El tratamiento específico para cada osteosarcoma es determinado
por el equipo que forman oncólogo y traumatólogo especialista en tumores y se
basa en:
El estado de salud general, la edad y los antecedentes médicos
La extensión de la enfermedad (estadío)
La tolerancia individual a los distintos medicamentos y
procedimientos
Los sucesos que ocurren durante el tratamiento
El tratamiento suele incluir en general:
Quimioterapia antes de la cirugía (neoadyuvante)
Cirugía
Quimioterapia después de la operación
En algunos casos excepcionales, radioterapia
Tratamiento de las metástasis si las hubiera
La quimioterapia puede incluir varios fármacos en distinta
combinación. Su misión es no sólo reducir el tamaño del tumor sino eliminar las
pequeñas micrometástasis que pudieran existir. Los efectos secundarios de la
quimioterapia son muchos, pero sin ella la muerte debida a un osteosarcoma es
casi segura. La cirugía que precisa el osteosarcoma es tan amplia como sea
necesario para quitar la porción de hueso afecto más los tejidos que lo rodean.

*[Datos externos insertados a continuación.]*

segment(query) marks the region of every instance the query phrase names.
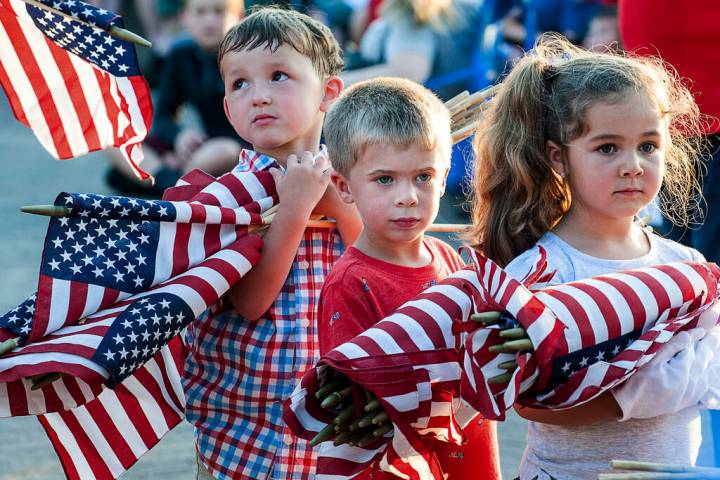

Por eso, a veces es necesario llegar a la amputación, aunque su traumatólogo
estudiará todas las maneras posibles para evitar que esto ocurra. Al quitar un
trozo de hueso, el espacio restante se recompone con una prótesis o con un
hueso, ya sea de cadáver (aloinjerto) o con hueso propio de otro lugar
(autoinjerto).
Las metástasis pulmonares son también susceptibles de ser
resecadas con cirugía. Esta operación es llevada a cabo por un cirujano
torácico.
Desde que se diagnostica hasta que se termina el tratamiento se
precisan varios meses. Durante este tiempo, los efectos secundarios de la
quimioterapia y la cirugía lo hacen pasar bastante mal, por lo que es muy
importante el apoyo familiar y si es preciso la ayuda psicológica tanto al
paciente como al grupo familiar.
Después de terminar el tratamiento, se deben hacer chequeos
completos cada pocos meses durante los primeros años. La probabilidad de que el
cáncer vuelva, ya sea en el hueso o en otro lugar, es más alta durante los
primeros años y luego va disminuyendo.
¿Cómo se vive con un osteosarcoma?
El pronóstico de un osteosarcoma es individual y depende sobre
todo de lo avanzado de la enfermedad (si existen o no metástasis) y del tamaño,
localización, y tipo de osteosarcoma. Las personas mayores tienen peor
pronóstico que los niños. Las lesiones que aparecen en la pelvis o en la
columna son peores que en las extremidades. En un osteosarcoma clásico de
adolescente sin metástasis, más del 70% de los casos sobrevive a los cinco
años. La supervivencia si uno tiene metástasis al ser diagnosticado se reduce
al 30%. Otros factores importantes para el pronóstico son la respuesta a la
quimioterapia inicial, que se estudia en la pieza resecada, y si mediante
cirugía se ha podido extirpar todo el tumor.
Dra. Belén Carsi Lluch
, especialista en Cirugía Ortopédica y Traumatológica.